Tardó algún tiempo el licenciado en decidirse y en considerar qué parte de vida le iba en aquello. Sentado en la cama grande de la Portuguesa, los ojos fijos en el espejo del camarín, pensaba en su condición y repasaba de memoria día por día, punto por punto, cada paso que había ido dando desde aquella noche en la Estrella de las Cíes, la noche de la revelación. Durante algo más de dos horas, Rosaura habló sin parar, como quien abre una compuerta y deja que todo salga hacia fuera, vuelta contra la pared, desnuda. Lobeiras ni se atrevió a rozarla. La simple proximidad de su cuerpo, tan diferente a como él lo conocía fuera de aquel lugar, le producía escalofríos. No porque no la desease. Le ardían las manos. Le faltaba la respiración. Pero no podía. Quizá no era tan hombre. O quizá era demasiado grande el sentimiento que lo ahogaba. La voz de la muchacha, a medida que iba avanzando la confesión, iba también apagándose, como se apaga la llama del candil, hasta que, concluida la confidencia, se quedó callada. Estuvieron así mucho tiempo: él sentado al borde de la cama, ella vuelta de espaldas, con aquel resplandor que le iluminaba la piel. Puede que esperase algo más de su parte.

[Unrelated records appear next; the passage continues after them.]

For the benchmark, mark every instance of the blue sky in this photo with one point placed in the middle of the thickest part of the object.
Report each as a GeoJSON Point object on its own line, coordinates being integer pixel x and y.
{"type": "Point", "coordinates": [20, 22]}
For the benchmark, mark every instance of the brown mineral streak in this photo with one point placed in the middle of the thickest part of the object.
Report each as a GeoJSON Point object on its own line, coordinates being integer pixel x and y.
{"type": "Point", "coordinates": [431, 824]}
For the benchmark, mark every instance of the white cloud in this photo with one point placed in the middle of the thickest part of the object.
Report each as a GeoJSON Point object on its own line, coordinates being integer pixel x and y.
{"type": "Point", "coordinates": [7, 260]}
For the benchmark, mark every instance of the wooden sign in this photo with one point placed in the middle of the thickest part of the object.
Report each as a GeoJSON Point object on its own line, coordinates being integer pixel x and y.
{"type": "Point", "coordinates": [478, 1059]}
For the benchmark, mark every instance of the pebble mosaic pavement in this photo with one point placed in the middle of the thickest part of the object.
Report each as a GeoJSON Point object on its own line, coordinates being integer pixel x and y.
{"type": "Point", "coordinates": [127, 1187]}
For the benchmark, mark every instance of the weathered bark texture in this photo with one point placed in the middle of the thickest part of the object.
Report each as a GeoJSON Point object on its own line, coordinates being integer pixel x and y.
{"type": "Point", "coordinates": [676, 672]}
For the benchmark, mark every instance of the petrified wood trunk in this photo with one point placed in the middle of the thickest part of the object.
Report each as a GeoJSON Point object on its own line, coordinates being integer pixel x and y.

O puede que no. Se le había ofrecido por compasión, por vergüenza, porque llevaba dentro aquel pozo de negrura que la consumía y no tenía en quién vaciar su inocencia. «Hay cosas que usted no sabe, señor maestro...» Ahora ya las sabía. La noche anterior había estado en la casa Martín García, la comadreja. Tal era el aviso que le había pasado el mozo del clarinete. El administrador acudía a verla dos veces por semana.

Muy de mañana, sin afeitar, deshecho por la larga velada, el licenciado tomó el coche de línea de la costa y regresó a Vilanova de Alba. Tardó un tiempo en decidirse, repito. Iba y venía. Desde la villa a la gran ciudad. Pero ya de otra manera. Ordenadas entre la ropa blanca estaban las cartas, atadas con una cinta azul, y un pequeño libro de rimas de Bécquer que él le había regalado, junto a una novela corta de la Catalana. Una mañana le pidió el licenciado a don Manoliño que lo llevase a los barracones de la Gaiosa. Conocía el camino. Los trabajos que solía encargarle el administrador le obligaban a veces a subir la ladera, pero nunca pasaba de las oficinas. El mundo de los presos, que escarbaban en las entrañas de las minas, era otra cosa, acceso restringido. Don Manoliño atendía los martes en los barracones. Pancho Cibrán estaba en la enfermería. Se había herido en una mano con el pico, retirando el mineral. Las palabras fueron escasas. Pero suficientes. Encargo de la niña Rosaura. Una fecha. Un encuentro en la montaña. Era un hombre decidido, Cibrán, fuerte como un roble, pese al castigo en el que se encontraba. Recogió el recado y no dijo nada. Casi ni lo miró.